Background & Motivation¶
- Background: Single-person 3D reconstruction has seen significant progress (SIFU/SiTH/PSHuman, etc.), but these methods focus exclusively on individual subjects and cannot handle multi-person interaction scenarios.
- Limitations of Prior Work: Multi-person scenes present three core challenges: (1) geometric complexity and perspective distortion—large depth variation in multi-person scenes invalidates the orthographic assumption; (2) lack of interaction awareness—independently reconstructing each person leads to physically implausible limb penetration and unnatural proximity; (3) missing geometry and texture in occluded regions—inter-person occlusion causes loss of critical body part information.
- Key Challenge: Existing methods treat each person independently, entirely ignoring group context and interaction priors, whereas physical plausibility in multi-person interaction (contact, penetration avoidance) requires global information.
- Goal: To reconstruct high-fidelity textured 3D models of multi-person interaction scenes from a single image while guaranteeing physical plausibility.
- Key Insight: Simultaneously exploiting group-level and instance-level information—implicitly learning interaction priors via diffusion models and explicitly enforcing contact and penetration avoidance via physical constraints.
- Core Idea: A dual-level group/instance multi-view diffusion model for occlusion completion, combined with physics-based geometry optimization to ensure interaction plausibility.
Method¶
Overall Architecture¶
HUG3D consists of three stages: (1) the Pers2Ortho module converts the input perspective image into a canonical orthographic multi-view representation; (2) the HUG-MVD diffusion model jointly completes geometry and texture in occluded regions; (3) HUG-GR performs physics-aware geometry reconstruction and texture fusion.

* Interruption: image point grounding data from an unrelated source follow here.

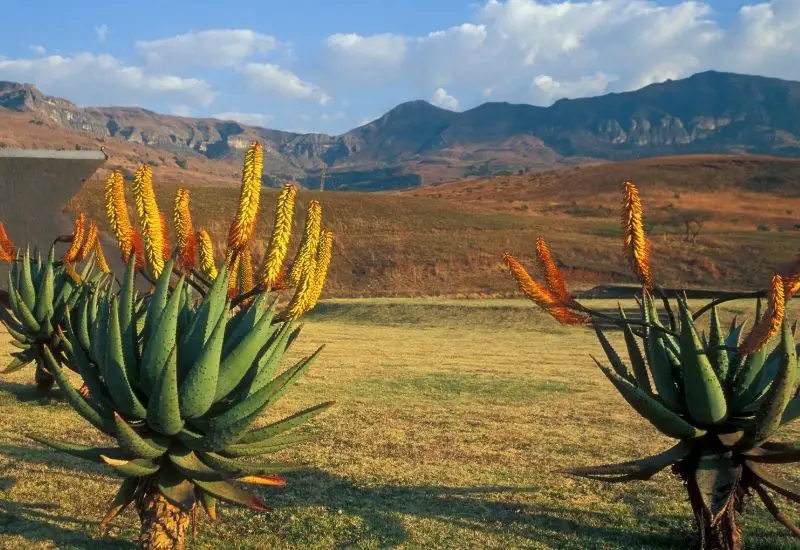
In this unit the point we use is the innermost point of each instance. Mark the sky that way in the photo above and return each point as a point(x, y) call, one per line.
point(331, 65)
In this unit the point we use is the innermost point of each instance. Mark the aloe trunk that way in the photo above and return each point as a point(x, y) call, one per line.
point(722, 535)
point(44, 380)
point(163, 525)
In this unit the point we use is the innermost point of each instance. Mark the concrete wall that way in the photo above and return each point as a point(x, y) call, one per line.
point(35, 186)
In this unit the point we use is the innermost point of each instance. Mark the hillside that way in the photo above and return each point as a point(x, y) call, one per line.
point(416, 142)
point(449, 240)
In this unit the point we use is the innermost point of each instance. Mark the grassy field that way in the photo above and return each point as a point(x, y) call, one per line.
point(452, 421)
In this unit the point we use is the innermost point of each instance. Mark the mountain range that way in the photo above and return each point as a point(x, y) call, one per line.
point(417, 142)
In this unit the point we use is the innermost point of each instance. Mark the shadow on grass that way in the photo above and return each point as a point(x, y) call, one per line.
point(27, 393)
point(41, 523)
point(490, 510)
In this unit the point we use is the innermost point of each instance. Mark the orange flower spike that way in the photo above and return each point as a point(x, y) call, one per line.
point(542, 296)
point(555, 281)
point(249, 197)
point(7, 250)
point(165, 247)
point(117, 212)
point(635, 247)
point(771, 323)
point(77, 239)
point(184, 230)
point(89, 241)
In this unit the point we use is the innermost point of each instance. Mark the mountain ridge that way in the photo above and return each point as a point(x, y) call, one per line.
point(708, 112)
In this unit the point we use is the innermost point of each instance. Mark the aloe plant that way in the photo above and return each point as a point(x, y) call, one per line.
point(178, 387)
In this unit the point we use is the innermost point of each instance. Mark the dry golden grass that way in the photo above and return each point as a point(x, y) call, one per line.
point(451, 422)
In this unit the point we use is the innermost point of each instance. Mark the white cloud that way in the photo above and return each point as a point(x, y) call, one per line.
point(101, 79)
point(101, 32)
point(444, 100)
point(253, 119)
point(210, 48)
point(271, 79)
point(584, 47)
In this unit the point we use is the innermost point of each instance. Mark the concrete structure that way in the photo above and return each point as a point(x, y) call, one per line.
point(35, 186)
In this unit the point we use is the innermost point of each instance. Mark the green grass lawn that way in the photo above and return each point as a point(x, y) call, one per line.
point(452, 421)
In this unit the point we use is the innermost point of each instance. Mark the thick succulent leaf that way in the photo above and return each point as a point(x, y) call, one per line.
point(161, 342)
point(635, 355)
point(770, 414)
point(641, 469)
point(717, 353)
point(246, 321)
point(21, 360)
point(613, 357)
point(208, 503)
point(782, 487)
point(91, 377)
point(138, 467)
point(237, 468)
point(93, 454)
point(775, 453)
point(137, 446)
point(44, 298)
point(663, 419)
point(81, 406)
point(792, 410)
point(188, 464)
point(176, 488)
point(228, 492)
point(289, 423)
point(125, 495)
point(116, 373)
point(705, 397)
point(242, 358)
point(198, 389)
point(163, 410)
point(27, 290)
point(158, 301)
point(717, 476)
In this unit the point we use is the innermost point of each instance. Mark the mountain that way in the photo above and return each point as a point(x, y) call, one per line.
point(709, 112)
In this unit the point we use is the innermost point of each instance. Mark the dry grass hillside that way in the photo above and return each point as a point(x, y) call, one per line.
point(448, 240)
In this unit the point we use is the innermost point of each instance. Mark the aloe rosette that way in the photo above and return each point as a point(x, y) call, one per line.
point(179, 386)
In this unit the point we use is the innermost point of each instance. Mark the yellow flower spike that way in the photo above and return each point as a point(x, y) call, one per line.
point(279, 240)
point(77, 239)
point(101, 257)
point(303, 260)
point(245, 221)
point(7, 250)
point(635, 245)
point(769, 326)
point(184, 230)
point(149, 218)
point(542, 296)
point(323, 260)
point(555, 281)
point(89, 240)
point(117, 212)
point(244, 281)
point(206, 252)
point(165, 247)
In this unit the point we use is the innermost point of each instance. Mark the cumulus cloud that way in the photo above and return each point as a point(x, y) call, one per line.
point(253, 119)
point(101, 32)
point(102, 79)
point(528, 50)
point(272, 79)
point(210, 48)
point(444, 100)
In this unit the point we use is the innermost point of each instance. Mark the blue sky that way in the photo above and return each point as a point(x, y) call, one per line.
point(312, 65)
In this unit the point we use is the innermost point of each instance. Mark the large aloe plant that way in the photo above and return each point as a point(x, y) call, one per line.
point(178, 387)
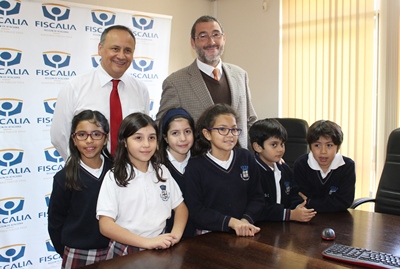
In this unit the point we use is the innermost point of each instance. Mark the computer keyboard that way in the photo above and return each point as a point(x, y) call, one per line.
point(361, 256)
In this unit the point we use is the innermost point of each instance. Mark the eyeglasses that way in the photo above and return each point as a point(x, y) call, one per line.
point(225, 131)
point(82, 136)
point(213, 36)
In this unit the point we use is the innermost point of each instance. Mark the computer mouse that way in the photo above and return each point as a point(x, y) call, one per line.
point(328, 234)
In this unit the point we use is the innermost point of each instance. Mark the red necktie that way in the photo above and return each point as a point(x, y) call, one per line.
point(216, 73)
point(115, 115)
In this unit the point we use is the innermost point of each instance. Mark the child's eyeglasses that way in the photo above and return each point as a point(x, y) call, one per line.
point(225, 131)
point(96, 135)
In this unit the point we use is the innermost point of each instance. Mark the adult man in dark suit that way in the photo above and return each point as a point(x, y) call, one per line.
point(196, 87)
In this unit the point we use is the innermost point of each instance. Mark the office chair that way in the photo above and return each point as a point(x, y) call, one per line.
point(296, 145)
point(387, 198)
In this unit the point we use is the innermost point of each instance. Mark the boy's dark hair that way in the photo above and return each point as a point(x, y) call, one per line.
point(207, 120)
point(326, 129)
point(164, 125)
point(264, 129)
point(72, 165)
point(129, 126)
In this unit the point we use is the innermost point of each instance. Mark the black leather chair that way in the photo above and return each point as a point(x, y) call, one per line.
point(387, 198)
point(296, 145)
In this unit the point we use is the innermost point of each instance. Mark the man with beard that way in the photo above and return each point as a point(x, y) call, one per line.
point(208, 81)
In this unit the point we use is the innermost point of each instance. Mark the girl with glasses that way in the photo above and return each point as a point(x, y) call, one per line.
point(138, 194)
point(72, 223)
point(223, 191)
point(175, 142)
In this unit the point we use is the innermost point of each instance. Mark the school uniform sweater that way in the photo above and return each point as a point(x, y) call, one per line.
point(190, 230)
point(72, 214)
point(214, 195)
point(289, 192)
point(333, 193)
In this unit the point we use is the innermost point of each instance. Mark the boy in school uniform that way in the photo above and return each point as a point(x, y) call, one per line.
point(282, 201)
point(325, 177)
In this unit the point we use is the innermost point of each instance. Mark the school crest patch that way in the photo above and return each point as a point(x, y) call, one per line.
point(164, 194)
point(245, 172)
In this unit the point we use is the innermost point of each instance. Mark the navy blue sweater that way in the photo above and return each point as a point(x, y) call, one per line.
point(72, 214)
point(213, 194)
point(333, 193)
point(289, 192)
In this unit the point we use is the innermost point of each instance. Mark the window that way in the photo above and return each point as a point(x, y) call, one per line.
point(328, 71)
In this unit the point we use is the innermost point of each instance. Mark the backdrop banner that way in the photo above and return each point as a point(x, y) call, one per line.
point(43, 45)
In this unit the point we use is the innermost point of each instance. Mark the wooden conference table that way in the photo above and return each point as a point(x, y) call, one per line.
point(278, 245)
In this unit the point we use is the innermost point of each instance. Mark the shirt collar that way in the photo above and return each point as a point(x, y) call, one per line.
point(106, 78)
point(180, 166)
point(337, 162)
point(207, 69)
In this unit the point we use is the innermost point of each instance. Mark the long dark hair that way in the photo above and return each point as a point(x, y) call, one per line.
point(129, 126)
point(72, 165)
point(325, 128)
point(164, 125)
point(207, 120)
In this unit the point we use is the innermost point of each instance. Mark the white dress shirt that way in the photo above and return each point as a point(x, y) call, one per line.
point(92, 91)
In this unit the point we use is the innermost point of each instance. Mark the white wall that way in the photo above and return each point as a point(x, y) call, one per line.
point(252, 38)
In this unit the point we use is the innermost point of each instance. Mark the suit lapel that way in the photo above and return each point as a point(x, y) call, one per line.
point(233, 85)
point(199, 86)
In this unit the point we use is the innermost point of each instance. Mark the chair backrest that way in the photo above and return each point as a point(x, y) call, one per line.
point(388, 193)
point(296, 145)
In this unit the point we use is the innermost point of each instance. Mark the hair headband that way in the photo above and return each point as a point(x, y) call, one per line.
point(174, 112)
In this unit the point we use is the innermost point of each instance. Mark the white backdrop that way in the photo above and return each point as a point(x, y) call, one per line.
point(42, 45)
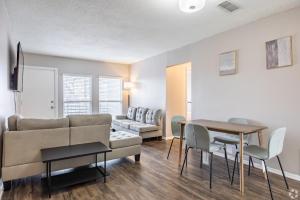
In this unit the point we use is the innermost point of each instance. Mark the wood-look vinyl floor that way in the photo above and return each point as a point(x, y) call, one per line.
point(157, 178)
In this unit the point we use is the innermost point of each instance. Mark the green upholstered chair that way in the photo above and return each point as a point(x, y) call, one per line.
point(176, 128)
point(233, 139)
point(274, 149)
point(198, 137)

The input is a single RGB image; the output is a textured 3D mesh of interacting persons.
Key Designs¶
-
Perspective-to-Orthographic View Transformation (Pers2Ortho):
- Function: Eliminates perspective distortion and converts the input into a canonical orthographic representation compatible with multi-view diffusion models.
- Mechanism: SMPL-X meshes and camera parameters are first estimated using BUDDI, then the initial mesh is refined using depth/normals predicted by Sapiens to obtain partial 3D geometry \(\mathcal{M}\). Six orthographic cameras are placed around a normalized bounding box (azimuths 0°/45°/90°/180°/270°/315°). RGB information from the input image is transferred to each orthographic view via point cloud reprojection, yielding partial RGB conditional inputs \(x_{pcd}^{(i)}\).
- Design Motivation: Training multi-view diffusion models on perspective images is difficult (Fig. 3 provides comparisons). Orthographic representations encode geometric relationships more compactly, and the standardized camera layout makes it easier for the diffusion model to learn interaction patterns.
-
Group-Instance Multi-View Diffusion (HUG-MVD):
- Function: Jointly completes RGB images and normal maps for 6 orthographic views, simultaneously modeling group interaction and individual detail.
- Mechanism: Built upon PSHuman/SD 2.1; takes masked RGB and SMPL-X normals (via ControlNet) as input and jointly predicts RGB and normals. The key innovation lies in joint training and dual-level inference: during training, single-person data (THuman2.0/CustomHumans, for diversity) and multi-person data (Hi4D, for interaction patterns) are mixed; during inference, instance-to-group latent composition is applied—at each step, each individual's latent \(z_{t,inst(k)}^{(i)}\) is injected into the corresponding region of the group latent \(z_{t,group}^{(i)}\), with blending factor \(\alpha=0.8\).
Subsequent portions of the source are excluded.